The potential for ketamine abuse is one of the most important drawbacks of repeated ketamine infusions for treating mood disorders [9]. Ketamine-induced rewarding effects are associated with the potent inhibition of the NMDAR in the brain. Esketamine is metabolized into (S)-norketamine (Ki = 1.70 µM for NMDAR) by the microsomal cytochrome P450 system (Fig. 1). Preclinical studies have revealed the abuse liability of esketamine in rodents, although its metabolite (S)-norketamine does not possess abuse liability in rodent model [10]. Given the role that NMDAR inhibition plays in the abuse potential of ketamine, clinicians should carefully monitor signs of abuse potential for (R,S)-ketamine and esketamine in their patients.

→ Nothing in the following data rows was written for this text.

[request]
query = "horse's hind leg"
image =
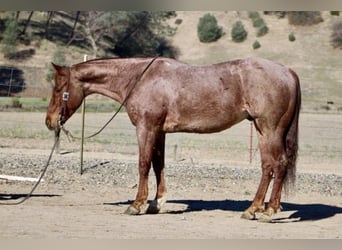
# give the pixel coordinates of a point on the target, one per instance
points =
(272, 157)
(146, 141)
(158, 162)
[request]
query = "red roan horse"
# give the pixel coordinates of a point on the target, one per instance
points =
(166, 96)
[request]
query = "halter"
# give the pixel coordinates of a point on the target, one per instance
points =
(65, 99)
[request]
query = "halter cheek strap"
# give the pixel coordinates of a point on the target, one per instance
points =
(65, 99)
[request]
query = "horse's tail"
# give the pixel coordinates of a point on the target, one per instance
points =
(291, 139)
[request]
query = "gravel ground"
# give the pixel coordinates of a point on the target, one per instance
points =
(64, 170)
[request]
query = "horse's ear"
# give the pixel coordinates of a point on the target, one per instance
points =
(59, 69)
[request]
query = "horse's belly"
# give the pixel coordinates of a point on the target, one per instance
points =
(202, 124)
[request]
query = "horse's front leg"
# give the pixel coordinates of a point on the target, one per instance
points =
(146, 141)
(158, 163)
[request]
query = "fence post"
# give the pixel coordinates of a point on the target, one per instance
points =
(251, 144)
(82, 129)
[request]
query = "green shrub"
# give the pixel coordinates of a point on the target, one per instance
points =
(9, 40)
(263, 30)
(239, 33)
(292, 37)
(336, 35)
(256, 45)
(208, 29)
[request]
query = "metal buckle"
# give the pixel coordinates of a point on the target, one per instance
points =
(65, 96)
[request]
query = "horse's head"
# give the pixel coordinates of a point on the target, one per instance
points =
(67, 96)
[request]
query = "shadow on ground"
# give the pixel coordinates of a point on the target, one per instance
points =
(301, 212)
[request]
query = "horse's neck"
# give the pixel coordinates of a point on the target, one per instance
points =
(111, 78)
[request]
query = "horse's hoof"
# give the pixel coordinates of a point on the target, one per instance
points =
(265, 218)
(247, 215)
(155, 206)
(152, 209)
(132, 211)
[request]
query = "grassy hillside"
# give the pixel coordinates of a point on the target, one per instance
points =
(318, 65)
(311, 55)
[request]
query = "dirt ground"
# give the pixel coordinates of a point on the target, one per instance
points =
(203, 200)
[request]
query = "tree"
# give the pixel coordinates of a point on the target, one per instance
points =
(9, 40)
(239, 33)
(336, 35)
(208, 29)
(143, 33)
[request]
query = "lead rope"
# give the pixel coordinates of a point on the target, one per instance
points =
(69, 134)
(40, 177)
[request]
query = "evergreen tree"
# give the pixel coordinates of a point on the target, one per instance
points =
(9, 40)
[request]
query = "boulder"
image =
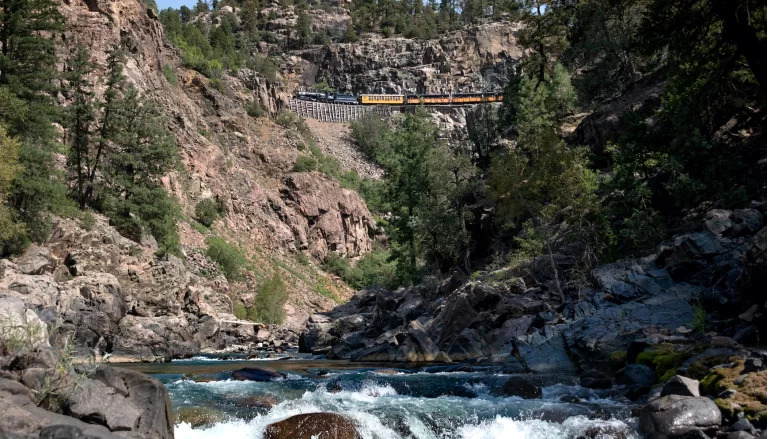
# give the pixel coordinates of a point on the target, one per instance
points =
(36, 260)
(680, 385)
(522, 387)
(124, 400)
(256, 374)
(313, 426)
(638, 378)
(675, 415)
(198, 417)
(638, 375)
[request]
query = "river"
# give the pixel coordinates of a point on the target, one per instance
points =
(389, 402)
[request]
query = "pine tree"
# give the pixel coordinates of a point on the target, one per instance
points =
(406, 162)
(303, 27)
(79, 120)
(27, 69)
(143, 151)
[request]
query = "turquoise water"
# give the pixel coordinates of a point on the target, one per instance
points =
(388, 403)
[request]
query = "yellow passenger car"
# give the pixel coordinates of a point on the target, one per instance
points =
(382, 99)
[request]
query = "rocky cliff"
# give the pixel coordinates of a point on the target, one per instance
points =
(515, 317)
(241, 161)
(474, 59)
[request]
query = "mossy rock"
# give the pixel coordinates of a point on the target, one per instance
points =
(700, 368)
(663, 358)
(199, 417)
(721, 378)
(618, 359)
(747, 391)
(666, 376)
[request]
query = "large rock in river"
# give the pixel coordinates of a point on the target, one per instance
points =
(674, 415)
(313, 426)
(256, 374)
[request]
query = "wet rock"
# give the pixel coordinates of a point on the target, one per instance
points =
(680, 385)
(198, 417)
(256, 374)
(742, 425)
(603, 432)
(595, 380)
(675, 415)
(522, 387)
(638, 378)
(313, 425)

Very recently, we reported that (S)-norketamine exhibits rapid and sustained antidepressant effects in rodent models of depression, with a potency similar to that of the antidepressant actions of esketamine [10]. (S)-norketamine’s antidepressant effects are less potent than (R)-ketamine. Unlike esketamine, (S)-norketamine does not cause behavioral and biochemical abnormalities, such as prepulse inhibition deficits, abuse potential, loss of parvalbumin immunoreactivity in the medial prefrontal cortex, or increases in baseline γ-oscillations [10]. Given the lower affinity of (S)-norketamine for NMDAR, repeated infusions of (S)-norketamine may have fewer detrimental side effects in humans than its parent compound esketamine; however, additional long-term studies of repeated infusions of these compounds are warranted.

In conclusion, (S)-norketamine could be a safer alternative antidepressant than esketamine for use in humans.